Andrew Patterson wrote:
>> Sure you can, you just can't use DOMBuilderImpl::parseWithContext().
>> Just use the regular parse() member function:
>>
>> DOMDocument* DOMBuilderImpl::parse(const DOMInputSource& source)
>
> Ah, okay, got it working. I tried parse() first and couldn't get it
> working right. That's when I moved on to parseWithContext() (it seemed
> more appropriate for what I was doing). I've figured out what I was
> doing wrong with parse() -- all is good! Many, many thanks!
>
> One last question, purely out of curiosity. I've been dumping unused
> nodes into document fragment and then writing it out to string for
> storage. What I've been trying to do is pull it back out later on (the
> XML parsers may be terminated in the interim which is why I have to save
> it as a string temporarily instead of just leaving the DOM fragments
> intact).
>
> If the document fragment had one node in it, all was fine. Got the first
> child of the parsed string and there it was. But if there was more than
> one node, they seem to evaporate when parsed (Maybe I'm just traveling
> the resultant DOM wrong though). I.e. when I ask the first child for
> it's sibling, I get zero.
I doubt they evaporated. Are you sure you installed a DOMErrorHandler
instance in the DOMBuilder instance? If you did, then you would have seen
an error, since what you describe is not a well-formed XML document,
although it is a well-formed external general parsed entity:
http://www.w3.org/TR/REC-xml/#wf-entities
>
> I solved this by adding a 'container' element to the fragment first when
> saving, and dumping extra nodes into that -- and, of course, moving down
> an additional level when parsing it back out. Still, it seems like a
> strangely unnecessary step. Is this an unavoidable result of not having
> a root node in my fragment? Or am I just not traversing the parsed out
> document fragment correctly?
You are using the canonical method to turn an external general parsed
entity into a well-formed document -- wrapping it in a root element:
http://www.w3.org/TR/xslt#section-XML-Output-Method
Dave
>
> ..............................
> Andrew Patterson
> Software Engineer
> Avenza Systems Inc.
>
> email: andrew@avenza.com
> phone: 416.487.5116
>
Re: How to parse an XML string in memory? and get a DOM tree out
of it
Posted by Andrew Patterson <an...@avenza.com>.

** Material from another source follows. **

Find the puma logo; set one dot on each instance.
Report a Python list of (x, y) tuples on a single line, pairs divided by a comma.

> Sure you can, you just can't use DOMBuilderImpl::parseWithContext().
> Just use the regular parse() member function:
>
> DOMDocument* DOMBuilderImpl::parse(const DOMInputSource& source)
Ah, okay, got it working. I tried parse() first and couldn't get it
working right. That's when I moved on to parseWithContext() (it seemed
more appropriate for what I was doing). I've figured out what I was
doing wrong with parse() -- all is good! Many, many thanks!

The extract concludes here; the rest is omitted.